Unsupervised MRI Super Resolution Using Deep External Learning and Guided Residual Dense Network With Multimodal Image Priors

• Published in: IEEE transactions on emerging topics in computational intelligence Vol. 7; no. 2; pp. 426 - 435
• Main Authors: Iwamoto, Yutaro, Takeda, Kyohei, Li, Yinhao, Shiino, Akihiko, Chen, Yen-Wei
• Format: Journal Article
• Language: English
• Published: Piscataway IEEE 01.04.2023; The Institute of Electrical and Electronics Engineers, Inc. (IEEE)

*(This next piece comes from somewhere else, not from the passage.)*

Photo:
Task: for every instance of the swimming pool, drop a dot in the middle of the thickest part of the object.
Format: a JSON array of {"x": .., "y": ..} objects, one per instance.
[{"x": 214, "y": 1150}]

• Subjects: Artificial neural networks; Deep learning; Feature extraction; High resolution; Image enhancement; Image resolution; Magnetic resonance imaging; Medical diagnostic imaging; Medical imaging; Signal resolution; Super resolution; Three-dimensional displays; Training; unsupervised learning
• ISSN: 2471-285X; 2471-285X
• DOI: 10.1109/TETCI.2022.3215137

Deep learning techniques have led to state-of-the-art image super resolution with natural images. Normally, pairs of high-resolution and low-resolution images are used to train the deep learning models. These techniques have also been applied to medical image super-resolution. The characteristics of medical images differ significantly from natural images in several ways. First, it is difficult to obtain high-resolution images for training in real clinical applications due to the limitations of imaging systems and clinical requirements. Second, other modal high-resolution images are available (e.g., high-resolution T1-weighted images are available for enhancing low-resolution T2-weighted images). In this paper, we propose an unsupervised image super-resolution technique based on simple prior knowledge of the human anatomy. This technique does not require target T2WI high-resolution images for training. Furthermore, we present a guided residual dense network, which incorporates a residual dense network with a guided deep convolutional neural network for enhancing the resolution of low-resolution images by referring to different modal high-resolution images of the same subject. Experiments on a publicly available brain MRI database showed that our proposed method achieves better performance than the state-of-the-art methods.